I need help on finding the closed form for $(1)$. Partially I managed to find a part of it.
$$\int_{0}^{\pi}{\sin^{2k-1}(x)\over 1+\cos^2(x)}\mathrm dx=2^{k-2}\pi+F(k)\tag1$$
$k\ge1$
I only managed to work out for
k=1: ${\pi\over 2}$
k=2: $\pi- 2$
k=3: $2\pi-{16\over 3}$
k=4: $4\pi-{176\over 15}$
$$I(k)=\int_{0}^{\pi}\frac{\sin(x)^{2k-1}}{1+\cos^2(x)}\,dx = 2\int_{0}^{\pi/2}\frac{\sin(x)^{2k-1}}{1+\cos^2(x)}\,dx=2\int_{0}^{\pi/2}\frac{\cos(x)^{2k-1}}{1+\sin(x)^2}\,dx$$
leads to:
$$ I(k) = 2 \int_{0}^{1}\frac{(1-t^2)^{k-1}}{1+t^2}\,dt = 2\int_{0}^{1}\frac{(2-(1+t^2))^{k-1}}{1+t^2}\,dt $$
where:
$$ (2-(1+t^2))^{k-1} = \sum_{j=0}^{k-1}\binom{k-1}{j}(1+t^2)^j (-1)^j 2^{k-1-j} $$
gives a way to put $I(k+1)-2\,I(k)$ in a simple closed form. We also have
$$ \sum_{k\geq 1}I(k)\,z^{2k}=\int_{0}^{\pi}\frac{z^2\sin(x)}{1-z^2\sin(x)}\,dx =\frac{2z}{\sqrt{1-z^2}}\,\arctan\left(\frac{z}{\sqrt{1-z^2}}\right)$$
as suggested by Sangchul Lee, so the problem boils down to computing the Taylor series of $\frac{1}{\sqrt{1-z^2}}$ or $\arcsin(z)$ in a neighbourhood of the origin, simple through the extended binomial theorem.
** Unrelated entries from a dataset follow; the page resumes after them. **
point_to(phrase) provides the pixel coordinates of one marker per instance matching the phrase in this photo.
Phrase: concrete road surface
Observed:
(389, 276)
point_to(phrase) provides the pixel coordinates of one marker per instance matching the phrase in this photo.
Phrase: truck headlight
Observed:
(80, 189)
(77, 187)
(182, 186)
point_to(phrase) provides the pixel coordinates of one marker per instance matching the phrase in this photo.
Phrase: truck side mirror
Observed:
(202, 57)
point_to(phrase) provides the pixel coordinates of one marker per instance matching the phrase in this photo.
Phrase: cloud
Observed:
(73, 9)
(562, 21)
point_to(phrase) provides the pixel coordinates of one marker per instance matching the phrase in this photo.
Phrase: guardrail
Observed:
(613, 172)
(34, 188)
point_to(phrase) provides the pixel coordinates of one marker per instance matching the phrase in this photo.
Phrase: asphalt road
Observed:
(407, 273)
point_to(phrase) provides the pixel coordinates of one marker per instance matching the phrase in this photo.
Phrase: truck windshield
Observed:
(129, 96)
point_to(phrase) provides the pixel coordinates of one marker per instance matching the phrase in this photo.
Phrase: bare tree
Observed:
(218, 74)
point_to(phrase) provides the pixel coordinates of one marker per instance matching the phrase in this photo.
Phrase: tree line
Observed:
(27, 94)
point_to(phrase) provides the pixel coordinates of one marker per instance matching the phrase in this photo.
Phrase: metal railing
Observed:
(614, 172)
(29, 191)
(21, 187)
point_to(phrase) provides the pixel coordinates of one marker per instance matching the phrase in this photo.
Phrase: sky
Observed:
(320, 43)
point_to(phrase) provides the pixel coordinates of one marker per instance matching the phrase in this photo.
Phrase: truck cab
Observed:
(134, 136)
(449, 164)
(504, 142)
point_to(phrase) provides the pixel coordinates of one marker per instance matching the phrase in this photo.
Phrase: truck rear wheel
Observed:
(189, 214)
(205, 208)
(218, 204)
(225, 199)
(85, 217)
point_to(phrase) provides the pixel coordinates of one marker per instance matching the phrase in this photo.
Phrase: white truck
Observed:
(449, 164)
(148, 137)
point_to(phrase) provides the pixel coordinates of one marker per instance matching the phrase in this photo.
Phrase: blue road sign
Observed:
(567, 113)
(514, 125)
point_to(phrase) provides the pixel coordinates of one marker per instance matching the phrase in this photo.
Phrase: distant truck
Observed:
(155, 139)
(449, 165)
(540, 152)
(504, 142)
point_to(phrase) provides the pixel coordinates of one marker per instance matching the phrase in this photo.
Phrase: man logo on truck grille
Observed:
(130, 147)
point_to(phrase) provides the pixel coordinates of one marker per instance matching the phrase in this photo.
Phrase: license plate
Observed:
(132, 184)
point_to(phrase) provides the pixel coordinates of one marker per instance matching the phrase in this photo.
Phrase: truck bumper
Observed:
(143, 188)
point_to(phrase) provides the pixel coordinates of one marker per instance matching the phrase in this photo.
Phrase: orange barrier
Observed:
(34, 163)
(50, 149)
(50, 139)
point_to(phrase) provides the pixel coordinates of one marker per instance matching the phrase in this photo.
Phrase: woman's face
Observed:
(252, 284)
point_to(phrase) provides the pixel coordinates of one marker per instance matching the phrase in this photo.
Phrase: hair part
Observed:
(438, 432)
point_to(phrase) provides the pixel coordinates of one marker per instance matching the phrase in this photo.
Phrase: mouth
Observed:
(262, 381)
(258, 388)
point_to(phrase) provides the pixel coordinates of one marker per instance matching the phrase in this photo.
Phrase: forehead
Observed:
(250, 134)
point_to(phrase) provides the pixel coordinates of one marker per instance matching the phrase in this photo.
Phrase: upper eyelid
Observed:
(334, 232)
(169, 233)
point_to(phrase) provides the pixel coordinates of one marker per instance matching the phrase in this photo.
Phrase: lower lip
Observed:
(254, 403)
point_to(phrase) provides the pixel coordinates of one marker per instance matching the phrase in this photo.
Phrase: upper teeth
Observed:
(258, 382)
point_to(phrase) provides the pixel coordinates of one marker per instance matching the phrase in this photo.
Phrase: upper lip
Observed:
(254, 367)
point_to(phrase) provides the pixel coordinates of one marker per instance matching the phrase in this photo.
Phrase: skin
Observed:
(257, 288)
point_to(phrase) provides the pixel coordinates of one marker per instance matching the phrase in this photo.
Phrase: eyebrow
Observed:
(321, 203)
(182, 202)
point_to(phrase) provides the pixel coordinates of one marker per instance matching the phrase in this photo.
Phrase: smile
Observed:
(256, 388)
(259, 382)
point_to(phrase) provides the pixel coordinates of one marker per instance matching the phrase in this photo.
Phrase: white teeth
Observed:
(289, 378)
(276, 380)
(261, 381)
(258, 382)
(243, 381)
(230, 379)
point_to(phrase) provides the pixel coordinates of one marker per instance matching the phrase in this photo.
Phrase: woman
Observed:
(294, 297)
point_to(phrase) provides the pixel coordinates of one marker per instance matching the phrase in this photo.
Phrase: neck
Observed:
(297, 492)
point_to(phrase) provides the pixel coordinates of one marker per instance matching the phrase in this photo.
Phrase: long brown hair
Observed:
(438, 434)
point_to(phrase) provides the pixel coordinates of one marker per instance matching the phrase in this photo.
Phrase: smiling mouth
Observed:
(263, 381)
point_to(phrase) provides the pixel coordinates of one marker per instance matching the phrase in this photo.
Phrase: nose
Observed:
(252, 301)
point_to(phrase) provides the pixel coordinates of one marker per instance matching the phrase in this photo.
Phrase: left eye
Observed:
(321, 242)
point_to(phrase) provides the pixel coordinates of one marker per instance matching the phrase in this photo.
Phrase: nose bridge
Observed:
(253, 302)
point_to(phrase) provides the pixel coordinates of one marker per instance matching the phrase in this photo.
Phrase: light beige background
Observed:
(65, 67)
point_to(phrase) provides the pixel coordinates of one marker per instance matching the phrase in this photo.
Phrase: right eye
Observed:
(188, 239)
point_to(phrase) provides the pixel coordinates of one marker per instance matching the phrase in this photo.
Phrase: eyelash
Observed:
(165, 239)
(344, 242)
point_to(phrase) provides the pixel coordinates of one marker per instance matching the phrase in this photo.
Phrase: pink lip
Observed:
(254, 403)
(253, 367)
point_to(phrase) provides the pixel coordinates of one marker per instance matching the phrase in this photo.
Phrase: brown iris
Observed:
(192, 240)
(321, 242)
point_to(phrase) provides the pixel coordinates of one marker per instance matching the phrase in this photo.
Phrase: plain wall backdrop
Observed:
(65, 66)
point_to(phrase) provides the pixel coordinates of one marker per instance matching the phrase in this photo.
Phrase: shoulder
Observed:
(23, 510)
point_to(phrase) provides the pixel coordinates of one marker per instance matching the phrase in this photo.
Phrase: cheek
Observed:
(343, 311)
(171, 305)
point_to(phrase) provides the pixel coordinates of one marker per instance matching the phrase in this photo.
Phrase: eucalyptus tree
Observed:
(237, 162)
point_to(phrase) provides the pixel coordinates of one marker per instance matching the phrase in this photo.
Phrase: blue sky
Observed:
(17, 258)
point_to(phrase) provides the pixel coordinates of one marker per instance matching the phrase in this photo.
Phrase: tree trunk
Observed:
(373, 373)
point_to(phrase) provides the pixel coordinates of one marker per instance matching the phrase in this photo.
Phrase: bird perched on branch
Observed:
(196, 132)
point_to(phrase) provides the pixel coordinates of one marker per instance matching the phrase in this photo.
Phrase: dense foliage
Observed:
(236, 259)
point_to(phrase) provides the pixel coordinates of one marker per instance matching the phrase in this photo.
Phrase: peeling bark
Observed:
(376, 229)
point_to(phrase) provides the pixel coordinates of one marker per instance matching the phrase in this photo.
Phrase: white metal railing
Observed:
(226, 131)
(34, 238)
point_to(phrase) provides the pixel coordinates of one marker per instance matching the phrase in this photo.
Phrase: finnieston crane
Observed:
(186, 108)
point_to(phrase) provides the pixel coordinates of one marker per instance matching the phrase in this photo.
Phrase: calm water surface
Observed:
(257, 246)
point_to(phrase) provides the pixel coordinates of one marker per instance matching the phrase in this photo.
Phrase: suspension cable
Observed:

One way or another we get:
$$ \delta_k\stackrel{\text{def}}{=}I(k+1)-2\,I(k) = -\int_{0}^{\pi/2}\sin(x)^{2k-1}\,dx = -\frac{4^k}{k\binom{2k}{k}}$$
and
$$\begin{eqnarray*} \delta_k + 2 \delta_{k-1} + 4\delta_{k-2}+\ldots +2^{k-1} \delta_{1} &=& I(k+1)-2^k I(1)\\&=&-\sum_{j=1}^{k}\frac{4^j 2^{k-j}}{j\binom{2j}{j}}\end{eqnarray*}$$
so:
$$\boxed{ \int_{0}^{\pi}\frac{\sin(x)^{2k-1}}{1+\cos(x)^2}\,dx = \color{red}{\pi 2^{k-2}-\frac{1}{2}\sum_{j=1}^{k-1}\frac{2^{j+k}}{j\binom{2j}{j}}}. }$$
An interesting consequence is that the last identity proves
$$ \sum_{j\geq 1}\frac{2^j}{j\binom{2j}{j}}=\frac{\pi}{2} $$
since $\lim_{k\to +\infty}I(k)=0$, obviously. By Laplace's method,
$$ \boxed{\int_{0}^{\pi}\frac{\sin(x)^{2k-1}}{1+\cos(x)^2}\,dx \approx \color{red}{\frac{2\sqrt{\pi}}{\sqrt{4k+2}}}} $$
for large values of $k$.